Frequently Asked Questions
What is the difference between external access and guest access?
External access (federation) allows users in different organizations to chat, call, and meet using their own identities without being added to each other's tenants. Guest access adds an external user as a guest in your Azure AD tenant, giving them access to specific teams, channels, files, and apps. External access is lighter-weight and suitable for chat and meetings; guest access provides deeper collaboration within your tenant.
Can I share files in external chats?
Yes, file sharing in external chats is supported and controlled by admin policy. When enabled, files shared in external chats are stored in the sender's OneDrive and shared via a link. The recipient can view the file based on the sharing permission set. IT admins can disable external file sharing through the Teams messaging policy if needed.
Do both organizations need to configure external access for it to work?
Yes. For external chat and calling, both organizations must have external access enabled (either open or with the partner's domain whitelisted).

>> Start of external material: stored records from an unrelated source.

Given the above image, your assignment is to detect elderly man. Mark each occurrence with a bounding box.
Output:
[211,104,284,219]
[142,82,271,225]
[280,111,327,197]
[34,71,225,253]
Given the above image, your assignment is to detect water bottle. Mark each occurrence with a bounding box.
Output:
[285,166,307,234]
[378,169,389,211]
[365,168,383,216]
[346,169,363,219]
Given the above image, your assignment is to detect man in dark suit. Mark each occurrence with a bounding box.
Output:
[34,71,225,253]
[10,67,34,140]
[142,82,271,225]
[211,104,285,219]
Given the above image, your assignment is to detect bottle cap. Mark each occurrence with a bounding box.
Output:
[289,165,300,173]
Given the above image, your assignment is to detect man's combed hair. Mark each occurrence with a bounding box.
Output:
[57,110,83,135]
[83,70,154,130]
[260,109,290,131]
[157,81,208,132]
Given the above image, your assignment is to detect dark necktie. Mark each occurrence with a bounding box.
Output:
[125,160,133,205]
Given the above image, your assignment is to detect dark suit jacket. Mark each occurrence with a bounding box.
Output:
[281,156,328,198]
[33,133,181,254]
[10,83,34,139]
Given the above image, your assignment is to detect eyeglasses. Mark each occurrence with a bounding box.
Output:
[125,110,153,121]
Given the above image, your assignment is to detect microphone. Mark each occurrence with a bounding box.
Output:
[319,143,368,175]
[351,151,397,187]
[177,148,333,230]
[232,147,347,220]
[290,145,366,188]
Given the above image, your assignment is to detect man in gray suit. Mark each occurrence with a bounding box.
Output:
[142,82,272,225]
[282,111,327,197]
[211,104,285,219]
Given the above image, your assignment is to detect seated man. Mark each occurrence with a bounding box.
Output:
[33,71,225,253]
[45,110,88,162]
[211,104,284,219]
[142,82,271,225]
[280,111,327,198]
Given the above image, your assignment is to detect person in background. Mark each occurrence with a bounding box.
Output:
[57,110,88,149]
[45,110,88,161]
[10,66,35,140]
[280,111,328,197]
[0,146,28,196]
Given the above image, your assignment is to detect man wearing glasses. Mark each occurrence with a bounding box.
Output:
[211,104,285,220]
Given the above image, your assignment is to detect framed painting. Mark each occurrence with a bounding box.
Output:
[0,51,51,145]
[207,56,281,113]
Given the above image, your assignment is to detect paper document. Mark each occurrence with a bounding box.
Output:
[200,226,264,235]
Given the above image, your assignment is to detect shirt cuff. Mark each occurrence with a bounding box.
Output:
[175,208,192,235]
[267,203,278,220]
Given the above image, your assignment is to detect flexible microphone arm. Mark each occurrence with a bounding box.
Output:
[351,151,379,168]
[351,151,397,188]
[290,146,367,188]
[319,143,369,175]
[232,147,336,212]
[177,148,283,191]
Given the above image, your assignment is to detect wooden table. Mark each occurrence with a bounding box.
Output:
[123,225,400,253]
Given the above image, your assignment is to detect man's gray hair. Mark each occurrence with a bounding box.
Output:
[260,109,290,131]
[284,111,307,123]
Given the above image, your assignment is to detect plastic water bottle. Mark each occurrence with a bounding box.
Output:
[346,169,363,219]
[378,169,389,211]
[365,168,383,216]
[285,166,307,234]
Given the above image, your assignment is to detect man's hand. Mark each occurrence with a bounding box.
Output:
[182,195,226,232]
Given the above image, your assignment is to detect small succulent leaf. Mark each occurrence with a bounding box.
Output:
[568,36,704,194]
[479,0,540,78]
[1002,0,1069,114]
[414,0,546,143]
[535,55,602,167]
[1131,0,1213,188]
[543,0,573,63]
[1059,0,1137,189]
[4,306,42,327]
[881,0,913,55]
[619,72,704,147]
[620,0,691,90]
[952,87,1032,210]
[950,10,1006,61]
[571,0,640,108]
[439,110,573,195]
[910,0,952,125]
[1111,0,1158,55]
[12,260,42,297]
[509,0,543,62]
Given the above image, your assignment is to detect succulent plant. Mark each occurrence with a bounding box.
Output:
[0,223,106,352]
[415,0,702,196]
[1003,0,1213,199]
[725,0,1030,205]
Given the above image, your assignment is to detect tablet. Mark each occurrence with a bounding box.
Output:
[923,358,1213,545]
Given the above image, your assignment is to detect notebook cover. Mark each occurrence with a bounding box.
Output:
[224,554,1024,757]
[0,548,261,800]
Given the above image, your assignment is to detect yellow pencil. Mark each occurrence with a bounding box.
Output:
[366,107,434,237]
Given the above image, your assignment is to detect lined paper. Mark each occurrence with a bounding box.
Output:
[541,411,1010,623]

For shared channels using B2B direct connect, both organizations must configure cross-tenant access settings in Azure AD with inbound and outbound B2B direct connect enabled for the partner.
Are external chats retained and discoverable?
Yes. External chat messages are stored in both organizations' compliance boundaries and are subject to retention policies, eDiscovery holds, and legal holds. In your organization, external chat content appears in the user's mailbox (for compliance purposes) and can be searched through Content Search and Advanced eDiscovery in the Microsoft Purview compliance portal.
Can I restrict which users in my organization can chat externally?
Yes. You can create custom external access policies and assign them to specific user groups. For example, you might allow your sales and partnerships team to chat with any external domain while restricting engineering and finance teams to only whitelisted partner domains. This is configured through PowerShell using Grant-CsExternalAccessPolicy commands.